Affiliation: Department of Pediatrics, Division of Experimental and Translational Genetics, Children's Mercy Hospital, University of Missouri - Kansas City School of Medicine, Kansas City, Missouri, United States of America; Department of Biomedical and Health Informatics, University of Missouri - Kansas City School of Medicine, Kansas City, Missouri, United States of America.

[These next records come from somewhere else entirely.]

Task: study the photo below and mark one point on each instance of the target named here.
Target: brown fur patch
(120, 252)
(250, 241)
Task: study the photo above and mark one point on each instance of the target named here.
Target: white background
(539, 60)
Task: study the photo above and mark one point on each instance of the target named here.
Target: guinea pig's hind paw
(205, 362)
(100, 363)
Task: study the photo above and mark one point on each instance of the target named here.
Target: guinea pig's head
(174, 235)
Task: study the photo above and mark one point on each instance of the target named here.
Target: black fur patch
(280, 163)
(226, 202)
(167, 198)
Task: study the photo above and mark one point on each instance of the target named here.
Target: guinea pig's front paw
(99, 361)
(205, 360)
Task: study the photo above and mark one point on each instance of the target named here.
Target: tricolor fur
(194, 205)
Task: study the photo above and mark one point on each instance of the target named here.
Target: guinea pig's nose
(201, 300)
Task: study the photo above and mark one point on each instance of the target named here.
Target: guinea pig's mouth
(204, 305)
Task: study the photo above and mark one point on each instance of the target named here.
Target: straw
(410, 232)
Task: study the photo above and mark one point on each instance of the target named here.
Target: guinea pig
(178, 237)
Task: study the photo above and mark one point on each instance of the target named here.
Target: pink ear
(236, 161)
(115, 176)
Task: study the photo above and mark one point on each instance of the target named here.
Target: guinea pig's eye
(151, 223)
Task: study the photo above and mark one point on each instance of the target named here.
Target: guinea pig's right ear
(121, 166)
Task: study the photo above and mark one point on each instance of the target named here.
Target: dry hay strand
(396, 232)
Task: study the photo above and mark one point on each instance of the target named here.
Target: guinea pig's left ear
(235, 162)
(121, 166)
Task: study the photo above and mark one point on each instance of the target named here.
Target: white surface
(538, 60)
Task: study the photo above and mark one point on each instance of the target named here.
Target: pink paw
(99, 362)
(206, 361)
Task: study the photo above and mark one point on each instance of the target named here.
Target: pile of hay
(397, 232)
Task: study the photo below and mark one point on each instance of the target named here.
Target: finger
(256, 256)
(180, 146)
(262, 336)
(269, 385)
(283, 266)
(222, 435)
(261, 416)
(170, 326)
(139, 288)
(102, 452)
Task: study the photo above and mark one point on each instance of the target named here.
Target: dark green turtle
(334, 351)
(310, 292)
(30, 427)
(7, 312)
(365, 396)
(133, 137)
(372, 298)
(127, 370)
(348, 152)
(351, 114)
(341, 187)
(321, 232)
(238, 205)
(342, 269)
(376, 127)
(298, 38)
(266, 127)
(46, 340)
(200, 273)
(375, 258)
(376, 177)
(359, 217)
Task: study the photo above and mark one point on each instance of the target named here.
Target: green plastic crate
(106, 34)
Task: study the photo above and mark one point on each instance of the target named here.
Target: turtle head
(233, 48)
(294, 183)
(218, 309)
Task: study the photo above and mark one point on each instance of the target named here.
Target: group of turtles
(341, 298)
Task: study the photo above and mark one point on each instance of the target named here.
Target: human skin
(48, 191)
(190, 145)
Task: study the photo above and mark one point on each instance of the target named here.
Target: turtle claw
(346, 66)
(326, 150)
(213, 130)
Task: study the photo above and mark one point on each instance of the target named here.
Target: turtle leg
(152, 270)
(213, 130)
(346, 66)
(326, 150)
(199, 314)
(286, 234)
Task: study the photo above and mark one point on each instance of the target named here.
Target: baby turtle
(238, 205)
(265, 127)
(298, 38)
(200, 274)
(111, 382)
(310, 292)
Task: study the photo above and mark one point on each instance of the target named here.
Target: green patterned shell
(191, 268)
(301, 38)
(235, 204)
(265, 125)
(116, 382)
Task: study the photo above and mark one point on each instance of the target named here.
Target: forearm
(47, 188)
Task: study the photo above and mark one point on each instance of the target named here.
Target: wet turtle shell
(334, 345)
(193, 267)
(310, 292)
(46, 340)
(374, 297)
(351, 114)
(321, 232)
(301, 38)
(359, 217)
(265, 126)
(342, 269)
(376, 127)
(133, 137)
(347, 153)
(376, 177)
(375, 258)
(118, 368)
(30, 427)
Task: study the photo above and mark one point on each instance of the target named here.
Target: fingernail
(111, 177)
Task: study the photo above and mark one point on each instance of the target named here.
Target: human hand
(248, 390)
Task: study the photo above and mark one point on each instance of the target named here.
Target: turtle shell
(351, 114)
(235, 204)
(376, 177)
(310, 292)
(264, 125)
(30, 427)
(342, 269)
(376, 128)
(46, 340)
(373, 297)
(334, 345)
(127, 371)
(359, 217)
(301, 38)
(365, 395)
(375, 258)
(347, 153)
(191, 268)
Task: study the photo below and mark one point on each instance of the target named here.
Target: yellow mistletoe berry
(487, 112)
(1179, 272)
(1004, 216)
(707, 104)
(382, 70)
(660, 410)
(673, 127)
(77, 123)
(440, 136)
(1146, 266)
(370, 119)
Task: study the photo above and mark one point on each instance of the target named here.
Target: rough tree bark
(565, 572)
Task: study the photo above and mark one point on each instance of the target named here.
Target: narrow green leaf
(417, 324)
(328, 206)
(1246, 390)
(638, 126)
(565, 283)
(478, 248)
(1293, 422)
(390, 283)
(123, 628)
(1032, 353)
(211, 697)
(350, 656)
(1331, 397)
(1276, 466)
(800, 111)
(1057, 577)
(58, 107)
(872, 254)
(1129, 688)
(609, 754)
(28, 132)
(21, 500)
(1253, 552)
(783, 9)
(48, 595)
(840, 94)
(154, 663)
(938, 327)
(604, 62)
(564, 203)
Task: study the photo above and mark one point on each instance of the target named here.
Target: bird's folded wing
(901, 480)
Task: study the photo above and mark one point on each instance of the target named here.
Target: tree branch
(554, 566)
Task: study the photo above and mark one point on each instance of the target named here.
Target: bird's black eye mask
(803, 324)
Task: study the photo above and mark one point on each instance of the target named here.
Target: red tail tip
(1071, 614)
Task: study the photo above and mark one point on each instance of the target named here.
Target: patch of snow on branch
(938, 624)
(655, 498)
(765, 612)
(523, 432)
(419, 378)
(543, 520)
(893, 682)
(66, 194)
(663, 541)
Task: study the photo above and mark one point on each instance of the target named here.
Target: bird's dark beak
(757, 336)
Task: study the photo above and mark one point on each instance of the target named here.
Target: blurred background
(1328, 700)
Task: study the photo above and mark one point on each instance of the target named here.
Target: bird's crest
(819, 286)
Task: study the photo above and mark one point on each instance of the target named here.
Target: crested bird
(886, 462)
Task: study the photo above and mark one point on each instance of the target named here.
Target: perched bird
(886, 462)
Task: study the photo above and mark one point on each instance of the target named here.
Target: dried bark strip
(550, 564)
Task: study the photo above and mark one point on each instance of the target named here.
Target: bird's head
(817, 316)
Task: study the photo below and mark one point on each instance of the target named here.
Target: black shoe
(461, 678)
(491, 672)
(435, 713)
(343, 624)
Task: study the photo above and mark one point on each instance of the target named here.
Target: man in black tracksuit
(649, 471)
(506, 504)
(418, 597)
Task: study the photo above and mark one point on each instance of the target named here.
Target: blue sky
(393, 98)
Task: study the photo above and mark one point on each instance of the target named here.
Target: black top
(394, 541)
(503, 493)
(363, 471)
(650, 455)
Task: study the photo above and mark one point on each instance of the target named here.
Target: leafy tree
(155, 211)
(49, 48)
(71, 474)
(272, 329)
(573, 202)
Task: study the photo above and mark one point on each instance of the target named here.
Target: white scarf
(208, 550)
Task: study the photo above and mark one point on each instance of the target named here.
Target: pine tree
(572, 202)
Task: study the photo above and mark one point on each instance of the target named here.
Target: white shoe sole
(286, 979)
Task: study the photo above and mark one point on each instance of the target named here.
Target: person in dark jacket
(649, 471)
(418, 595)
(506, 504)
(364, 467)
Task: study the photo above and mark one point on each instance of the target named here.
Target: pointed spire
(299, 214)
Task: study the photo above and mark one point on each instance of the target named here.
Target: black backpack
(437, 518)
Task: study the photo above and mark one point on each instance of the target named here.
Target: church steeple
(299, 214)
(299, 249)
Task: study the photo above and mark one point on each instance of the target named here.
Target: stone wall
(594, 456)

MeSH Terms: Humans, Male, Female, Case-Control Studies, Alleles, Adolescent, Genetic Predisposition to Disease, Polymorphism, Single Nucleotide, Young Adult, Child, Comorbidity, Signal Transduction, Child, Preschool, Genetic Association Studies, High-Throughput Nucleotide Sequencing, Exome, Genomics, Respiratory Distress Syndrome

Grants: HL080042, HL080042-S1, R01 HL080042

Authors: Shortt K, Chaudhary S, Grigoryev D, Heruth DP, Venkitachalam L, Zhang LQ, Ye SQ

Cite As: Shortt K, Chaudhary S, Grigoryev D, Heruth DP, Venkitachalam L, Zhang LQ, Ye SQ. Identification of novel single nucleotide polymorphisms associated with acute respiratory distress syndrome by exome-seq. PLoS One 2014 Nov 5;9(11):e111953. doi: 10.1371/journal.pone.0111953. eCollection 2014.

Studies:

Abstract

Acute respiratory distress syndrome (ARDS) is a lung condition characterized by impaired gas exchange with systemic release of inflammatory mediators, causing pulmonary inflammation, vascular leak and hypoxemia. Existing biomarkers have limited effectiveness as diagnostic and therapeutic targets. To identify disease-associating variants in ARDS patients, whole-exome sequencing was performed on 96 ARDS patients, detecting 1,382,399 SNPs. By comparing these exome data to those of the 1000 Genomes Project, we identified a number of single nucleotide polymorphisms (SNP) which are potentially associated with ARDS. 50,190SNPs were found in all case subgroups and controls, of which89 SNPs were associated with susceptibility. We validated three SNPs (rs78142040, rs9605146 and rs3848719) in additional ARDS patients to substantiate their associations with susceptibility, severity and outcome of ARDS. rs78142040 (C>T) occurs within a histone mark (intron 6) of the Arylsulfatase D gene. rs9605146 (G>A) causes a deleterious coding change (proline to leucine) in the XK, Kell blood group complex subunit-related family, member 3 gene. rs3848719 (G>A) is a synonymous SNP in the Zinc-Finger/Leucine-Zipper Co-Transducer NIF1 gene. rs78142040, rs9605146, and rs3848719 are associated significantly with susceptibility to ARDS. rs3848719 is associated with APACHE II score quartile. rs78142040 is associated with 60-day mortality in the overall ARDS patient population. Exome-seq is a powerful tool to identify potential new biomarkers for ARDS. We selectively validated three SNPs which have not been previously associated with ARDS and represent potential new genetic biomarkers for ARDS. Additional validation in larger patient populations and further exploration of underlying molecular mechanisms are warranted.